A 47-year-old male patient complained of a congenital flesh-colored plaque on the vertex of the scalp (Fig. 1A). On physical examination, the lesion showed a verrucous surface and measured 2.0 cm and 1.5 cm in the long and short diameter, respectively. Partial incisional biopsy was performed under the impression of NS. Histopathologic studies revealed typical features of NS including papillomatosis and increased number of sebaceous glands (Fig. 1B). We also observed the typical features of SCAP such as opening to the surface, apocrine decapitation secretion, and surrounding plasma cell infiltration (Fig. 1C, D). We also noticed a group of atypical squamous cells with peripheral palisading pattern (Fig. 1E) which were strongly stained with p63 and cytokeratin. As SCC was suspected, the residual tumor was completely removed by Mohs micrographic surgery. In addition to the previously observed features (Fig. 2A, B), lesions suspicious for malignancy showed abrupt keratinization with no recognizable granular layer (Fig. 2C). Ki-67 index was increased and staining with epithelial membrane antigen (EMA) showed a negative result. Furthermore, collagens were stained positive with periodic acid–Schiff (PAS) and were diastase labile (Fig. 2D, E). Taking these findings into account, we concluded this malignancy as trichilemmal carcinoma (TC). The patient has shown no signs of local recurrence for 4 months.
TC is a rare malignant tumor of adnexal tissue origin accompanied by outer root sheath (ORS) differentiation.

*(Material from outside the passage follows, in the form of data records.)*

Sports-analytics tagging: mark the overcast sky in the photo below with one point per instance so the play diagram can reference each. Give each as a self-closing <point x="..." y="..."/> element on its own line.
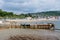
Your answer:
<point x="24" y="6"/>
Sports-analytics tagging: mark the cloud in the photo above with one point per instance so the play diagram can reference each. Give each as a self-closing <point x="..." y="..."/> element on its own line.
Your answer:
<point x="29" y="5"/>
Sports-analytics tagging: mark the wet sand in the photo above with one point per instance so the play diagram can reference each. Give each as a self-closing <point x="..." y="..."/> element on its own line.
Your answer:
<point x="29" y="34"/>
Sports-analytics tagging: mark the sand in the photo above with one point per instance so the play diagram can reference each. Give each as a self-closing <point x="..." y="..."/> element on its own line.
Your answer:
<point x="29" y="34"/>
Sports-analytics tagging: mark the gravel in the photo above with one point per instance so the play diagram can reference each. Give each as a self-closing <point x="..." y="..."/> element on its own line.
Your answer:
<point x="29" y="34"/>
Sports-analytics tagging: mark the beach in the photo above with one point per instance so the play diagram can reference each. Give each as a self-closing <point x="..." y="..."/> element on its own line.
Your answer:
<point x="36" y="34"/>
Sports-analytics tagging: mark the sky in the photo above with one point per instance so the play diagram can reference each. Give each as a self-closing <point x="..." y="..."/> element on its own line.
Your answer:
<point x="28" y="6"/>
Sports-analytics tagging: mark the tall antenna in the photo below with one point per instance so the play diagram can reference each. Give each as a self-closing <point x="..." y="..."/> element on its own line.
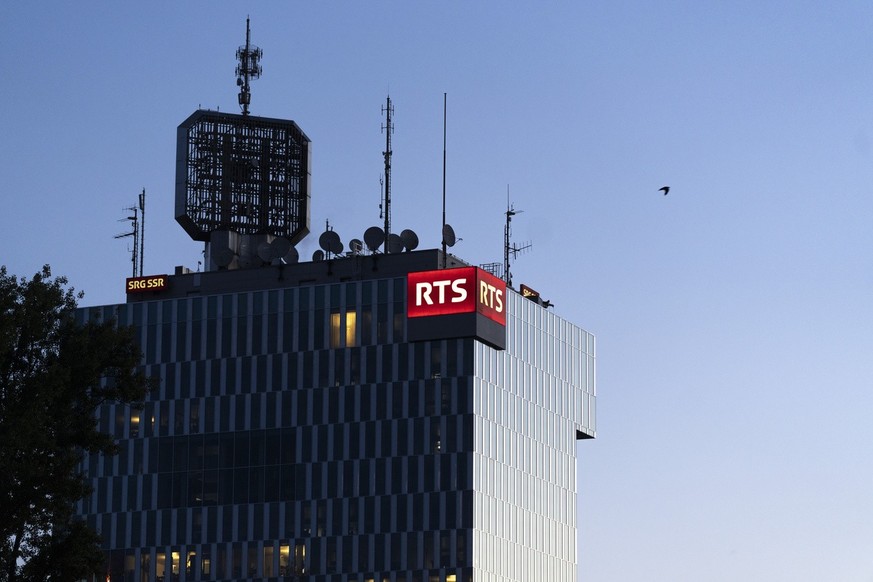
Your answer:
<point x="444" y="180"/>
<point x="134" y="221"/>
<point x="388" y="110"/>
<point x="141" y="230"/>
<point x="510" y="249"/>
<point x="249" y="67"/>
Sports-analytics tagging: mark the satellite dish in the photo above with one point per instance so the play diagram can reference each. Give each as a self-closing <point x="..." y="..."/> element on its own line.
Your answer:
<point x="395" y="243"/>
<point x="280" y="247"/>
<point x="291" y="257"/>
<point x="410" y="239"/>
<point x="330" y="242"/>
<point x="374" y="237"/>
<point x="336" y="245"/>
<point x="265" y="252"/>
<point x="449" y="235"/>
<point x="223" y="257"/>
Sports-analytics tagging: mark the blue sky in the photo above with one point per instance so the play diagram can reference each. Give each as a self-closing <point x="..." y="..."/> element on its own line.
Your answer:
<point x="733" y="316"/>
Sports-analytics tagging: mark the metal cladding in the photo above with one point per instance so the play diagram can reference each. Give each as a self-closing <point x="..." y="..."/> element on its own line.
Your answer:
<point x="244" y="174"/>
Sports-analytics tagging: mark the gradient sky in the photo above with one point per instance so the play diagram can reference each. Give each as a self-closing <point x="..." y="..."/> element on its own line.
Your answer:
<point x="733" y="316"/>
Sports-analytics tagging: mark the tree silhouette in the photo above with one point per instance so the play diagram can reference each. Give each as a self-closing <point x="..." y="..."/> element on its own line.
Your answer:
<point x="54" y="375"/>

Notable histologic features are neoplastic cells with atypical nuclei, high mitotic index, trichilemmal keratinization, pushing lower border, and peripheral palisading of columnar clear cells2. Trichilemmal keratinization is defined as presence of abrupt keratinization without keratohyaline granules as seen in the ORS of a normal hair follicle. The clear cells in TC have glycogens which are stained positive with PAS and are diastase sensitive. Diverse cytokeratin stains show positive results, although no single cytokeratin is solely specific to TC. Other helpful immunohistochemical studies are p53, Ki-67, c-erb-B2, and p6323.
TC should be distinguished from tumors composed of clear cells. It can be difficult to differentiate clear cell SCC from TC, especially without a immunohistochemical marker specific for ORS differentiation2. Nonetheless, EMA stain can be attempted as SCCs often show positive results. When distinguishing from clear cell porocarcinoma and hidradenocarcinoma, accentuation with diastase-PAS, EMA, and carcinoembryonic antigen stain can help rule out TC.
In contrast to TC, whose coexistence with other tumors is unusual, there are countless reports on NS with secondary neoplasms1. Upon review of the previous literature, we could not identify an article on concurrent presentation of TC and SCAP without underlying NS. For this reason we assumed that TC in our case originated from NS, which were seldom reported before45. Our report implies that TC and SCAP can arise simultaneously within the preexisting NS.

Figures and Tables

Fig. 1

(A) Flesh-colored plaque with mildly verrucous surface on the scalp. (B) Papillomatosis is accompanied by many sebaceous glands (H&E, ×40). (C, D) More prominent papillomatosis is seen on the left. On the right are opening to the epidermis layer and several cystic invaginations extending into the dermis. Close-up view of the lower portion reveals features of decapitation secretion including cellular debris in the lumina (H&E; C: ×40, D: ×200). (E) A group of atypical squamous cells with peripheral palisading pattern within epidermis (H&E, ×100).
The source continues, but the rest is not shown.